С такими мыслями Великая женщина доехала до дому — на метро, потому что мало кто из великих женщин позволяет себе разоряться на такси, — и у себя в комнате, присев у телефона, продолжала раздумывать: «Неплохо было бы сегодня вечером куда-нибудь пойти. Вот, например, позвонил бы какой-нибудь симпатичный человек и пригласил бы в кино или поужинать — как приглашают Тесси Кац или Верди Уоллоп!»

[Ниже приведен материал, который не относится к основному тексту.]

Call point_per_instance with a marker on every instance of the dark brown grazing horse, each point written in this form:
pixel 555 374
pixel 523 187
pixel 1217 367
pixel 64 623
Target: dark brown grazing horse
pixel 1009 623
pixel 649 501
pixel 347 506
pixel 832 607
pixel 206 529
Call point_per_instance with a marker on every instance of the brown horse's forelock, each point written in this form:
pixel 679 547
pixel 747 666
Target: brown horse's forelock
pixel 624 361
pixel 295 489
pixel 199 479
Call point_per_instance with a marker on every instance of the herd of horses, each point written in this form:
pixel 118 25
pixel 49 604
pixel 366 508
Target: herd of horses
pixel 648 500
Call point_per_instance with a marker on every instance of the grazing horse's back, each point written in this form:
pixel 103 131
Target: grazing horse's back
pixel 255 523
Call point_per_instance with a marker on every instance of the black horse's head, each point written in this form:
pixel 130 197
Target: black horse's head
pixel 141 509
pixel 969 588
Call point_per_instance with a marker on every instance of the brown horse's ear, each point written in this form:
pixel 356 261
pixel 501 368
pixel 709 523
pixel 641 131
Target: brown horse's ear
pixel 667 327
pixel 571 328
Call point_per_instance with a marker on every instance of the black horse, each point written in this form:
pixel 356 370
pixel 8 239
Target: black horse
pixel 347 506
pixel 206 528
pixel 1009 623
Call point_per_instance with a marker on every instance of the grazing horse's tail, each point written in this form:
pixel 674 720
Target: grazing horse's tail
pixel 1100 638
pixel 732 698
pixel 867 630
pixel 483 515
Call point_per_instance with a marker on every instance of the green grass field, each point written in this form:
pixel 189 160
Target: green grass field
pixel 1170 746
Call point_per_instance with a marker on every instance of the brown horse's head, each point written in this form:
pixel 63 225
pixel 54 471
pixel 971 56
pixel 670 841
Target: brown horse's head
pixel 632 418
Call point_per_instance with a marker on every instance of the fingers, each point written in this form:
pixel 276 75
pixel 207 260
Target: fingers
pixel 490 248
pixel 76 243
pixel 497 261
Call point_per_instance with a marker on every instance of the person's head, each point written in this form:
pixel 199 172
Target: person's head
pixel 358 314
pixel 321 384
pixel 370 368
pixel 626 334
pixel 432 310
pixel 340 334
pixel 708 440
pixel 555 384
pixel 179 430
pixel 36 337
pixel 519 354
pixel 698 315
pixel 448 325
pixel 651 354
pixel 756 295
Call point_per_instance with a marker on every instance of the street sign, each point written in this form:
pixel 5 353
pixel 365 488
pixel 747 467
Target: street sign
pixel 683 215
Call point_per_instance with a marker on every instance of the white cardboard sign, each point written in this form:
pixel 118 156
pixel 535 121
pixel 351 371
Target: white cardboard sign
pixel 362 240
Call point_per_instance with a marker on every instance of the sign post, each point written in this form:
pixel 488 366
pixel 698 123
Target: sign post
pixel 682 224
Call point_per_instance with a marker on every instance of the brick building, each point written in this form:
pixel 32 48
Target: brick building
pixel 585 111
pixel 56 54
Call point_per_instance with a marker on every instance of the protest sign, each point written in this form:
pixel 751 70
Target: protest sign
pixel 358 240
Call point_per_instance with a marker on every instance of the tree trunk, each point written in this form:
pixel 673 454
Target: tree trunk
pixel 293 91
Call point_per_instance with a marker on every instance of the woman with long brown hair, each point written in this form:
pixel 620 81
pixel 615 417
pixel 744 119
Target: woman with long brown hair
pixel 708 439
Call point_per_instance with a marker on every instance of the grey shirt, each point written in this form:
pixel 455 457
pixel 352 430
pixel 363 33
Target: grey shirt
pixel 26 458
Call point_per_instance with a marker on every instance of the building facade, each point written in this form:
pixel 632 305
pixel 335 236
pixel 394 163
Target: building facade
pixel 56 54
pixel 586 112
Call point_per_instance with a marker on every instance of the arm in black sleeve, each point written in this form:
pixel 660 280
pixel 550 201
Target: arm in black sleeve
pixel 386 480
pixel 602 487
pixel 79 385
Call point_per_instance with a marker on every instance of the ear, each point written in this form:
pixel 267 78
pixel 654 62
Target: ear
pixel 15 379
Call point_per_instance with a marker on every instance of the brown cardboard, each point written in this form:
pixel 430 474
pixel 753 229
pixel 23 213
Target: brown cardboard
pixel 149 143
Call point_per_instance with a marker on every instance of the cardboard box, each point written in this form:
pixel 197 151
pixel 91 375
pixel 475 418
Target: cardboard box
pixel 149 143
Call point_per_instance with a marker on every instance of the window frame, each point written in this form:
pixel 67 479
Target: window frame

На ужин Энн, как обычно делают одиноко живущие женщины, вскипятила себе чаю и поджарила гренки; и, стоя с чашкой в руках у кухонной раковины, размышляла:
«Забавно: когда телефон трезвонит день-деньской у меня в кабинете, мне хочется его разбить. А сейчас… Господи, не мог уж Линдсей послать к черту своих любителей комнатных растений и заехать ко мне. Комнатные растения! Чушь какая-то! И вообще хорошо, если бы у меня был муж, который по вечерам приходил бы домой… ну, не каждый вечер, а так, иногда, неожиданно. И была бы у меня Прайд. Моя дочурка Прайд. Наверно, я была бы сумасшедшая мать. Отправила бы ее учиться в самую что ни на есть аристократическую школу и гордилась бы, что у нее подружки из самых что ни на есть прекрасных семей, — как любая мамаша в Уобенеки… А вместо этого я убила тебя, Прайд, я гнусно тебя уничтожила — ив результате я доктор Виккерс, начальник тюрьмы! «Я за большие деньги приобрел это гражданство… Павел же сказал: «А я и родился в нем». Гражданство! Свобода! Ничего подобного, за нее надо платить, никто свободным не рождается!»
И Энн заварила себе еще чашку чаю. У чая был горький привкус.